I remember watching the highlights of the game on ESPN the following morning, as the game had concluded much later than my six year old bedtime. I learned who Mike Leach was, as the media affectionately referred to him as the “mad scientist” or “pirate”.
My dad has a tendency to order things that we sometimes do not need, so as an avid college football fan caught up in the exciting game, he ordered two Texas Tech hats, one for me and one for himself. By ordering one for me, he would be able to defend the purchase to my mom more easily.
I proudly wore my new hat to school and learned more about the “father” of the Air Raid offense in the years to come. I became a Leach fan, rooting for his success at Texas Tech, Washington State and Mississippi State.
Mike Leach passed away last Monday, December 12th at the age of 61.
The impact that Coach Leach had on me paled in comparison to the impact he had on those with whom he dealt. During today’s memorial service, there was an overarching message of gratitude. Every speaker thanked the Leach family for sharing him with the world. His football innovations, treatment of others and general uniqueness and authenticity were shared with everyone.
The stories shared over the past week only add to the lore of Coach Leach. Lincoln Riley, USC head coach and former assistant to Leach, shared perhaps the funniest of the day. He was in the car with Leach ahead of the 2008 Texas game when Leach’s phone rang. Matthew McConaughey, a famous Texas alum, was on the other end of the call. Leach began one of his famous long-winded, rambling conversations with McConaughey.
As he often did, Leach got lost within the depth of his conversation, leading to him cutting off a semi-truck, who then drove up next to his car, screaming and cursing at him. Leach, still not focused on his surroundings, thought that they were fans cheering for him, to which he responded with a wave and “Hey guys!”.
To those who knew him, this was classic Leach. He cared about what was important to him and shut out any noise. He was unapologetically himself at all times, whether it was expressing his disdain for candy corn or offering wedding advice.
It turned out that this interesting character was also a really good football coach. Leach was 158-107 as a head coach, earning eight or more wins in 13 of his 21 seasons . His Air Raid scheme has infiltrated all levels of football, revolutionizing the way offense is played. His coaching tree includes Riley, Arizona Cardinals head coach Kliff Kingsbury, TCU head coach Sonny Dykes, Houston head coach Dana Holgorsen, Tennessee head coach Josh Heupel, and Baylor head coach Dave Aranda, just to name a few.
Despite these accomplishments, Leach is not eligible for the College Football Hall of Fame. The Hall of Fame’s standard for coaches states: “He must have been a head coach for a minimum of 10 years and coached at least 100 games with a .600 winning percentage.”
Coach Leach’s career winning percentage is .596, just one win shy of attaining hall of fame status.

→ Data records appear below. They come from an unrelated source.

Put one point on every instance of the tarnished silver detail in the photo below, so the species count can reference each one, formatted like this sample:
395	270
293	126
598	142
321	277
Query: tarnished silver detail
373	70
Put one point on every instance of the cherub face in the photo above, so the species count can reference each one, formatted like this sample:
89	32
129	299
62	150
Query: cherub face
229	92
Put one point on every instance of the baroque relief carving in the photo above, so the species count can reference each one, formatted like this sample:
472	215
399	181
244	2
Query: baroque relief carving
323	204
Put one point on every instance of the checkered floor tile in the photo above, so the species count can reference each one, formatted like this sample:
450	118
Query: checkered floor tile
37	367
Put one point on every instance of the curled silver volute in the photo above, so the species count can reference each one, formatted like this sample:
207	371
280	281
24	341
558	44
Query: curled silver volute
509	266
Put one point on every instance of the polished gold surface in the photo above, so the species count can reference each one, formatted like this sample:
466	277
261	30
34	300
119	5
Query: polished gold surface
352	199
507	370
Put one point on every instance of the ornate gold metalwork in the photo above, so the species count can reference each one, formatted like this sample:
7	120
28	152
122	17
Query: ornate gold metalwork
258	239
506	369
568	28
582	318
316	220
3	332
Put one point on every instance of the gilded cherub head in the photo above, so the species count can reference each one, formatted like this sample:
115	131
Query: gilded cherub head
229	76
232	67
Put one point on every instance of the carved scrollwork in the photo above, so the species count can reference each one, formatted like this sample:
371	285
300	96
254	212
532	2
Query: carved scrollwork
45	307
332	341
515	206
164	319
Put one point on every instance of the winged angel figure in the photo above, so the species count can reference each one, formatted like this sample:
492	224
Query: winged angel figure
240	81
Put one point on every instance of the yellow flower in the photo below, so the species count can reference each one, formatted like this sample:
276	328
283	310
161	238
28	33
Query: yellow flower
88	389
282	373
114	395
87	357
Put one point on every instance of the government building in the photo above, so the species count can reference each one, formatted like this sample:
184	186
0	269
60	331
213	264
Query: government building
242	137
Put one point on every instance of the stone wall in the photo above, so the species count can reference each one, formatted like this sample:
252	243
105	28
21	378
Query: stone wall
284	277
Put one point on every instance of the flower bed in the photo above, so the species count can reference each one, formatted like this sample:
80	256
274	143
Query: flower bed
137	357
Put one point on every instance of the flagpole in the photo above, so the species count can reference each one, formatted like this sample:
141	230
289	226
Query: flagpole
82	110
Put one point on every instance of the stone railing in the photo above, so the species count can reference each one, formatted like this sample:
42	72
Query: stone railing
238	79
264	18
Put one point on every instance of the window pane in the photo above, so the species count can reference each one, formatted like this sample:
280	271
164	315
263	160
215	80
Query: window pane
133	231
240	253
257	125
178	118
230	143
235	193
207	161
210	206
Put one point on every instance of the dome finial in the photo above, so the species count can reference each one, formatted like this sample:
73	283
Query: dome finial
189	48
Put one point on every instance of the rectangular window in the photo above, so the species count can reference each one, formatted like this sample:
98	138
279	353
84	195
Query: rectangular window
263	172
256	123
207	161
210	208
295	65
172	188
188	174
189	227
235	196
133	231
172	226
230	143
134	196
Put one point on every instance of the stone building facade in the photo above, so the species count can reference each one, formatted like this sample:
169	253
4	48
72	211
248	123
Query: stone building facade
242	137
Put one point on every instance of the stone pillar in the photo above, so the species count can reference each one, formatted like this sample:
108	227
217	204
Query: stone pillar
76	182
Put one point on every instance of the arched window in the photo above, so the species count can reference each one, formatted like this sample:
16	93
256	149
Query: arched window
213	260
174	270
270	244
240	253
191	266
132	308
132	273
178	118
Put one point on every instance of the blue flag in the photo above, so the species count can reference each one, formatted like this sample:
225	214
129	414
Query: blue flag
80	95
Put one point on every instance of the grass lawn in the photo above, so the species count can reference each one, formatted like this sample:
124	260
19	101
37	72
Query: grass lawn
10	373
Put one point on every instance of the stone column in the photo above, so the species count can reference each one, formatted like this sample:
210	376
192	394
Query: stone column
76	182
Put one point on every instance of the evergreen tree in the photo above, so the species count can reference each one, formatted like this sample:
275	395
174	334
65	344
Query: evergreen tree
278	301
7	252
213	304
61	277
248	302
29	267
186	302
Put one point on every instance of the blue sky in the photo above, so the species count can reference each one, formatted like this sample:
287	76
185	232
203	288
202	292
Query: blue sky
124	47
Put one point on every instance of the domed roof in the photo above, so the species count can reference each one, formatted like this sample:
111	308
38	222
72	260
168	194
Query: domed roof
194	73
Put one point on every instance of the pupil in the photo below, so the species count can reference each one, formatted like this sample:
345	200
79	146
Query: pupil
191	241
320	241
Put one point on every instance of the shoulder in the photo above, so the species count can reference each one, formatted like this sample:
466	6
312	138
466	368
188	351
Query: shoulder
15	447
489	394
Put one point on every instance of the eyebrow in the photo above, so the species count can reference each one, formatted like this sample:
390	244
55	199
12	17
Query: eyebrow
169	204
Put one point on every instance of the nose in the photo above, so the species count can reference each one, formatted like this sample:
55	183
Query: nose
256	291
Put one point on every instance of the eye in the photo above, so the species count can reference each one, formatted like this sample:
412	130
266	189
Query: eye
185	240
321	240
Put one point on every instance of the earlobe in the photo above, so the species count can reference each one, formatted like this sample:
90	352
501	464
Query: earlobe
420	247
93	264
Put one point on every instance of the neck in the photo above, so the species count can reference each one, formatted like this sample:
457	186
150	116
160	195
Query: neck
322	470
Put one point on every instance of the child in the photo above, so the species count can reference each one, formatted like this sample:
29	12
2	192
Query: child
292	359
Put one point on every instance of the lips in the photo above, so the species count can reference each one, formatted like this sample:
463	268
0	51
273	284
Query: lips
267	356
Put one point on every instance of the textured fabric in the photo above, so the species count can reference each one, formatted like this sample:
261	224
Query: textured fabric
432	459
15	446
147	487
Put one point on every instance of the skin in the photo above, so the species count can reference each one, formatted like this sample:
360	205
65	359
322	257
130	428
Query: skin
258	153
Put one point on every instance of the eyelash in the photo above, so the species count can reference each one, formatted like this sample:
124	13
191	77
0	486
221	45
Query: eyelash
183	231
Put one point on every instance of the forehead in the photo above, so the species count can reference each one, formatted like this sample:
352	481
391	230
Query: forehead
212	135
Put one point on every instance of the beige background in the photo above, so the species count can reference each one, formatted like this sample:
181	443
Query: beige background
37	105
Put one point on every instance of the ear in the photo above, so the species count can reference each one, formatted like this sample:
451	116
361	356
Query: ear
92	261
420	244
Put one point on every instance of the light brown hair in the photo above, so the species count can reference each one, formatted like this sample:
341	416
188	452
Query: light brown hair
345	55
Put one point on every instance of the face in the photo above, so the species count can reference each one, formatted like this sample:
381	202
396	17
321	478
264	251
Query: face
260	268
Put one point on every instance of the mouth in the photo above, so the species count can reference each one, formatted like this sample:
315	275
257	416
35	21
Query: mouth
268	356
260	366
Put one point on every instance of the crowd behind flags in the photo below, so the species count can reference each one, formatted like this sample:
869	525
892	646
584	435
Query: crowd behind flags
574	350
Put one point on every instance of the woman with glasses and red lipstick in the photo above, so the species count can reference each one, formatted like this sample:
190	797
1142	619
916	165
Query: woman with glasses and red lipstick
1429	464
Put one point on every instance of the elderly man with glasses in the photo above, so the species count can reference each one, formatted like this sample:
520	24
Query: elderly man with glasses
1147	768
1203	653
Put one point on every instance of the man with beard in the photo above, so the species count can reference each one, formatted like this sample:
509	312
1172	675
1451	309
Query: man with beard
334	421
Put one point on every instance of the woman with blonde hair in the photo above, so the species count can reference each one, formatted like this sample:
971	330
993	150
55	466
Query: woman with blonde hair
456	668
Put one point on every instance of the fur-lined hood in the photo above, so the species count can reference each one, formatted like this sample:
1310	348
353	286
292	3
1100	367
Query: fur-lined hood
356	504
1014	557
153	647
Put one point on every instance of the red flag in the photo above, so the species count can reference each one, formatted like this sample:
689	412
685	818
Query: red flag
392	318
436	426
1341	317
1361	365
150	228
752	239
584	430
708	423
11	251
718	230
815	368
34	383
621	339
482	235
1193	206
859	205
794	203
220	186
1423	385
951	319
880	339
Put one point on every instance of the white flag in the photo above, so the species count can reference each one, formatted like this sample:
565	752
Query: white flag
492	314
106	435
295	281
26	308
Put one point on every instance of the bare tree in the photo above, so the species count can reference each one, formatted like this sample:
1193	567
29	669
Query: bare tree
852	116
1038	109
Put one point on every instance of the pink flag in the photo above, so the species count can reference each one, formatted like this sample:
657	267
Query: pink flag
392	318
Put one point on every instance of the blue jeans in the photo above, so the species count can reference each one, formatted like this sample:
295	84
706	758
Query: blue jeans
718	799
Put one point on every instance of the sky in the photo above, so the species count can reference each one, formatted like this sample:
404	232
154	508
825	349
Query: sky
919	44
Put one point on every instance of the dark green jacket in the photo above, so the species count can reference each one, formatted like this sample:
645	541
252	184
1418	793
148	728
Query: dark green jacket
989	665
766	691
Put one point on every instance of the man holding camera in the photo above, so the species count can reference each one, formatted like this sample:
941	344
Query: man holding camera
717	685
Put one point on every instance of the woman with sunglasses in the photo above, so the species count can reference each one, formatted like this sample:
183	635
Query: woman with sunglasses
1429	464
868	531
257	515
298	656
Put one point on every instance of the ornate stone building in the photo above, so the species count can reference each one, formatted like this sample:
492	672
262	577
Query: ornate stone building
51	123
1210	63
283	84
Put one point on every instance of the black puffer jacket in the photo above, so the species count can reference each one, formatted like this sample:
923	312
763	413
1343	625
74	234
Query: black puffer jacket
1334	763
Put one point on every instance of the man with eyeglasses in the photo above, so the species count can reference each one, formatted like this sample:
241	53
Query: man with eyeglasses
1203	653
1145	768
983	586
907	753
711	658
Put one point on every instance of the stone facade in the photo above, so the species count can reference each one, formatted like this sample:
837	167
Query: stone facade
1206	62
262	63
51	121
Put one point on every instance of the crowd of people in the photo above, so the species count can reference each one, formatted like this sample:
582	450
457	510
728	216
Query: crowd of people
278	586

Leach’s agent, Gary O’Hagan, eloquently spoke on this issue at the memorial. He brought up alternatives to credit Leach with one more win to get him into the hall of fame, but stated that Leach shouldn’t be in the hall simply because he deserved it.
“He doesn’t need to be credited with another win,” stated O’Hagan. “He should be put in the hall of fame because other coaches should want to be associated with him.”
Coach Leach had a magnetic personality. His impact was felt by all associated with football, even by a six year old boy from Long Island, the proud owner of a Texas Tech hat, who would never meet him. There will never be another like Mike Leach.
Rest in peace Coach. You’re a Hall of Famer to all of us.